All About Loan Refinanc You Should Know(1)
Loan refinanc, as a commercial bank in the loan issuance and recovery process of the often used operation, refers to the loan maturity (including the maturity after the extension) can not be recovered on time, and re-issued loans for the repayment of some or all of the original loans.
Loan refinance is conducive to the completion of commercial banks' work and loan collection tasks, overcomes the legal limitation of statute of limitations, further clarifies the relationship between creditor's rights and debts, and may require borrowers to improve or strengthen the guarantee, weakening the risk of spot loans. However, loan refinance has a negative impact on social credit to a certain extent, the credit concept of enterprises "with loans and returns" is further weakened, to some extent, it conceals the true situation of credit asset quality, delays the exposure time of credit risk, precipitates and accumulates credit risk, and implies considerable legal risk in the processing of new loans.

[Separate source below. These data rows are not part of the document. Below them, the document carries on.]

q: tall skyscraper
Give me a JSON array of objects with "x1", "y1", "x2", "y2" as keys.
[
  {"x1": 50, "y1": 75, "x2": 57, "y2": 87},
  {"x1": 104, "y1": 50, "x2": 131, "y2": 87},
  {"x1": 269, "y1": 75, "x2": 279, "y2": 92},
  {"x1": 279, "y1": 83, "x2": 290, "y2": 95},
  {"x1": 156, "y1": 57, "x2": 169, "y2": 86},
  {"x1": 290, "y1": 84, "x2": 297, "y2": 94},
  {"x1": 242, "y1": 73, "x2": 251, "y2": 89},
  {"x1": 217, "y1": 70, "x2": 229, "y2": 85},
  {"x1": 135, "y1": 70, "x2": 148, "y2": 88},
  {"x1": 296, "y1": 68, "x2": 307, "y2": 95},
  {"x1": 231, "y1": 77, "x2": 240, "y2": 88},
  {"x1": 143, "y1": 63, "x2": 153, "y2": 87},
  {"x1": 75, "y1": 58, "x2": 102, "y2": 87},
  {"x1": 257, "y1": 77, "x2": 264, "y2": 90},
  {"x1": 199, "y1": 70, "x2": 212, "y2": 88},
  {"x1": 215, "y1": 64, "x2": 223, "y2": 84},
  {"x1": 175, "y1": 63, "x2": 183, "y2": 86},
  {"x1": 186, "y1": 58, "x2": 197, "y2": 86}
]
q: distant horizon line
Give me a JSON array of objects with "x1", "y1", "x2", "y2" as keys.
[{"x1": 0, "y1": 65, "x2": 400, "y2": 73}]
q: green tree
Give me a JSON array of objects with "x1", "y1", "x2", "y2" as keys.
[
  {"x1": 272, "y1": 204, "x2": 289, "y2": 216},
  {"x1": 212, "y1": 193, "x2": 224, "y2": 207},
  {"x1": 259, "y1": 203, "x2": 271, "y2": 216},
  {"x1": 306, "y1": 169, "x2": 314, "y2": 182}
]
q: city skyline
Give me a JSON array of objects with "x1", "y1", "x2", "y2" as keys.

The nature and special provisions of the refinancing of the loan
"Loan refinancing" is, in essence, a change in the terms of the term of the loan, interest and so on in the loan field, the essence of the seof iss of the loan term contract. This is special in that the loan is only used to repay the previous loan due, and the thor only has to slot to pay interest to the bank. This is the sther of extending inghing the loan of the rout, and ther is only seto paying higher interest on in-don'n loans, while for banks, in terms of pound, a new business lending business and avoiding the sy'r sy'rre of old debt, this spnon s non-performing assets and bank credit sydd.
From the nature of "loan refinancing," we can summarize its basic time:
1. The eth loan tends and the "loan financing" loan will not be eincurred if the term of the loan contract is not completed;
2. The borrower is not in a position to return it for reasons approved by the bank. Because in practice, there are many reasons why man is not san seois, such as sos to solve, temporary difficulties due to turnover capital, force majeure, debt, business conversion and so on. Only if the bank approves it can there be a "loan refinancing" problem. Banks generally sy'r lly, only in the case of temporary liquidity thys or changes in the business system, when and then is not a threat sy beth their assets to extend loans in a "loan financing" way. Thi is, banks only do so if there is a "win-win" effect. Banks cannot accept this "loan refinancing" if the company is already dweud ly saud dros-making y insolvent.
3. Both parties agree that the repayment of the old loan agreement through the issuance of new loans is a dual contract, and the contract can only be established in accordance with the law if both parties reach an agreement.